El partido en el Gobierno, con la ley del embudo que suele aplicar, había lanzado en la campaña dos mensajes incompatibles. El primero, por si las perdía, que las elecciones lo eran al Parlamento Europeo, sin repercusiones directas en la política nacional, y el segundo, para el caso de que las ganase, o por lo menos que el descenso no hubiese sido excesivamente llamativo, que el que tendría que sacar las consecuencias sería Aznar. Un comentarista de este periódico, que ha venido defendiendo al Gobierno sin reparar en el ridículo, vaticinando lo peor, llegó incluso a escribir que sólo en España se cometía el error garrafal de votar en clave nacional en unas elecciones europeas.El hecho es que los europeos han votado en todos los sitios desde los supuestos de la política interna, y menos mal, porque si conocieran las competencias del Parlamento que eligen, incluso con los pocos añadidos del Tratado de Maastricht, se hubieran quedado en casa. En cada uno de los 12 países comunitarios, la mayor o menor participación en Holanda, Portugal y Reino Unido no ha pasado del 36%-, así como los resultados, únicamente se entienden leídos en contexto nacional: la mayor debilidad de las instituciones comunitarias proviene de la inexistencia de una sociedad europea que sea algo más, y sobre todo algo distinto, que la suma de las 12 o más sociedades nacionales: no se olvide que hay más naciones que Estados en la Unión.

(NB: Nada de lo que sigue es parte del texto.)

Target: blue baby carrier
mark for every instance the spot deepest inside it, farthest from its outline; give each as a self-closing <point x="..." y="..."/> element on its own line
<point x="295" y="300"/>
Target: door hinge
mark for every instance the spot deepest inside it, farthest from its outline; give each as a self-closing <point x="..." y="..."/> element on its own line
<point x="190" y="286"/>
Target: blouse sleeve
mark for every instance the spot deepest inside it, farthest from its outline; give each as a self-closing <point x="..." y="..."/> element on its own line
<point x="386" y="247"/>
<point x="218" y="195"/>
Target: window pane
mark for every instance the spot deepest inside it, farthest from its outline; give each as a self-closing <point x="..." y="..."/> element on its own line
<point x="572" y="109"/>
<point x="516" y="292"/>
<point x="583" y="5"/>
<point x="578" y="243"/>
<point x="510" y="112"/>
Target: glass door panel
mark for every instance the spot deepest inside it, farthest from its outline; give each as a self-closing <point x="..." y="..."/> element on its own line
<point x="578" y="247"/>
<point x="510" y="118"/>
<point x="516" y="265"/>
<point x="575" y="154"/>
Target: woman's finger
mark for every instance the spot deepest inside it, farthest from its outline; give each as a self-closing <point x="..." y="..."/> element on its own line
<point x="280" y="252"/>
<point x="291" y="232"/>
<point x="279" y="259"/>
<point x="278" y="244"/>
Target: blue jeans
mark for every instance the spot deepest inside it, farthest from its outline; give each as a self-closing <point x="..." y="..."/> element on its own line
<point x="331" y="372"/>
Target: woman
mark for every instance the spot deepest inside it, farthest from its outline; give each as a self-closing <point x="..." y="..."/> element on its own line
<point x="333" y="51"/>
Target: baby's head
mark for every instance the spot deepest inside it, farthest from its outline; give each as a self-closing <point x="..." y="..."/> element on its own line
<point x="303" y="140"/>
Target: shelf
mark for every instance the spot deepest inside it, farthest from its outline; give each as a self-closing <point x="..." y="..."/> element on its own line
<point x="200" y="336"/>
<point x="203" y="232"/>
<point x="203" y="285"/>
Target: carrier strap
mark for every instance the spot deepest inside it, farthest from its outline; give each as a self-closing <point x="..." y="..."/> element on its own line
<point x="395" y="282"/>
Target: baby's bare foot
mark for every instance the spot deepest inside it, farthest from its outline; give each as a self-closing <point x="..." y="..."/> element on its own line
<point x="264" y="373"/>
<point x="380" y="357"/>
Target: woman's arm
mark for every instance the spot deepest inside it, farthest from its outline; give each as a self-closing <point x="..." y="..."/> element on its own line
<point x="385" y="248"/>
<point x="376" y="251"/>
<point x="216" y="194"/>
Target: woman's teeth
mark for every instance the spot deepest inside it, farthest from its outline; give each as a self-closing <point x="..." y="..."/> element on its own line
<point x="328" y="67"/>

Al no existir una sociedad europea, tampoco cabe perfilar entre posiciones netamente liberales y las corregidas por la democracia cristiana o por la socialdemocracia, que son las que hoy compiten en los países comunitarios, una tendencia dominante para el conjunto de Europa. Pues si en la oposición suben de manera espectacular los laboristas en Inglaterra, y con menos fuerza los socialistas en Portugal, e incluso estando en el Gobierno, como en Grecia, también detentándolo los socialistas sufren pérdidas en Bélgica, y ya muy considerables en España: en ambos países, la corrupción ha sido el factor principal que explica el descenso. De la misma manera cabe dar cuenta de las subidas y bajadas de la Democracia Cristiana, con la especial sorpresa de Alemania, donde Kohl posee el don de recobrar el resuello la víspera de cada elección.

Habrá, pues, como en el resto de los países de la Unión, que interpretar los resultados de las elecciones europeas desde una óptica interior. Y para ello, nada mejor que empezar por recordar a un pueblo tan olvidadizo como el español que el cuadro político lo sigue delimitando la crisis de Estado que levantaron los casos Roldán y Rubio, crisis que las elecciones aplazaron, pero de ningún modo han resuelto. Ahí sigue sobre el tapete una respuesta política, para evitar que termine por emponzoñar al sistema democrático en su totalidad.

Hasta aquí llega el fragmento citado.